Critical thinking is a valuable skill that your kids will use for their entire lives. However, many children don't develop these crucial skills right away. Before long, they find themselves overwhelmed when critical thinking becomes applied in an academic environment. Although your kids will indeed use critical thinking in their science and math classes to form hypotheses and conduct experiments, we're not going to focus so much on these aspects of critical thinking today! When it comes down to it, critical thinking skills incorporate problem solving, planning, and decision making – all important tools we continue to use long after school has ended. But how can we teach our children to start developing these skills early on?
Encourage them to ask questions. It's important for kids to ask questions, as it encourages them to think for themselves rather than blindly following instructions. Even more importantly, kids should get comfortable asking questions when they don't understand something! In an academic environment, some students are embarrassed to raise their hand in class. The misconception that students who ask a lot of questions are struggling or confused couldn't be further from the truth – as any teacher will tell you, students that ask the most questions in class are generally the ones that are most engaged. Effort and participation is weighed heavily in the classroom, and encouraging your kids to ask questions is a great way to ensure they are remaining focused and actively thinking.
Ask them to form opinions. Encourage your children to share their own opinions through critical thinking. This is actually a lot simpler than it sounds! For instance, perhaps your child is watching their favorite animated movie. Try asking them why one character is “good” and the other is “bad.” Why did the bad character do what they did, and was it fair of them to do it? Which character is the strongest? Which character is the funniest? Although these may seem like silly examples, this is precisely the type of character analysis that your students will be doing in school, from comparing main characters in a book report to contrasting protagonists and antagonists in higher level literature classes.
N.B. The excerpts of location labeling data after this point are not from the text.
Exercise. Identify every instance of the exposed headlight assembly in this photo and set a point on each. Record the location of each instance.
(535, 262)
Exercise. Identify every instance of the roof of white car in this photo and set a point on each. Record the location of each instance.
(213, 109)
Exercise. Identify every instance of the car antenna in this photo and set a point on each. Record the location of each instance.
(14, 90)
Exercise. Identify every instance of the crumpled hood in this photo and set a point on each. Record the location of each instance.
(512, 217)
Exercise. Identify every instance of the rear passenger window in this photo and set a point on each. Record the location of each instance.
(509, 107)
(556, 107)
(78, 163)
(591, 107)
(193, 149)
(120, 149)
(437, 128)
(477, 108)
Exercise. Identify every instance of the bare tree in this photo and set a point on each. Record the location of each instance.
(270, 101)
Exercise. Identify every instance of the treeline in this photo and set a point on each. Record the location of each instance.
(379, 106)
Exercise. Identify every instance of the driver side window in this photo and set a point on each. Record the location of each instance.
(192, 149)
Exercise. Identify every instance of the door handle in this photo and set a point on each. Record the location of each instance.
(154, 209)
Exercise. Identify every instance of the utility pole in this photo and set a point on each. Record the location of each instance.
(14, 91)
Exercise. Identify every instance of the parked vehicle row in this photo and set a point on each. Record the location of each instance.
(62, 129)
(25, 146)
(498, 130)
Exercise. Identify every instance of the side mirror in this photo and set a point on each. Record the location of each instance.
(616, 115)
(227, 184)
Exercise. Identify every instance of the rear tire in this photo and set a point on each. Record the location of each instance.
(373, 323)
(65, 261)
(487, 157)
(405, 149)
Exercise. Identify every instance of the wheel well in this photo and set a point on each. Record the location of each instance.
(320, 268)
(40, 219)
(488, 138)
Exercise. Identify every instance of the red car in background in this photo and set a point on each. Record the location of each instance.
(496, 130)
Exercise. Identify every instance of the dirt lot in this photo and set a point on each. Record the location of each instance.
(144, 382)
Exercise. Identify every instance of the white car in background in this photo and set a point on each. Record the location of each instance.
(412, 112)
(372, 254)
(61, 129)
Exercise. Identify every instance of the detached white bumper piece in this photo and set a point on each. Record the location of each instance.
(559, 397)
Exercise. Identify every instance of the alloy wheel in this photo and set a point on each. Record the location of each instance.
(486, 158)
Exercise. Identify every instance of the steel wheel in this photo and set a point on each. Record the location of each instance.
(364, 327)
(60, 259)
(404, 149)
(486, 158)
Don't give them all the answers. We know it's hard to see kids struggle, but try not to always give them the answers – at least not right away! Encouraging them come to their own conclusions – whether it's solving a math problem or answering a question – instills patience and deep thinking. One of the many reasons one-to-one tutoring works so well is due to the ample time our students receive to really begin to understand concepts that were previously unclear to them. Whereas certain topics may have been covered in a few class sessions, private tutoring allows us to spend hours focusing on specific areas that “went by too quickly” for the student to fully understand. The same thing goes for your kids – instead of giving them the answer or solution upfront, it's best to encourage them not to rush and take their time to try and figure it out on their own.
Critical thinking helps your child form their own sense of individuality and opinion. At the same time, it provides vital decision-making and long-term planning skills that we employ for the rest of our lives. By encouraging your kids to be critical thinkers early on, you are helping them to lay a framework that will continuously aid them in future successes.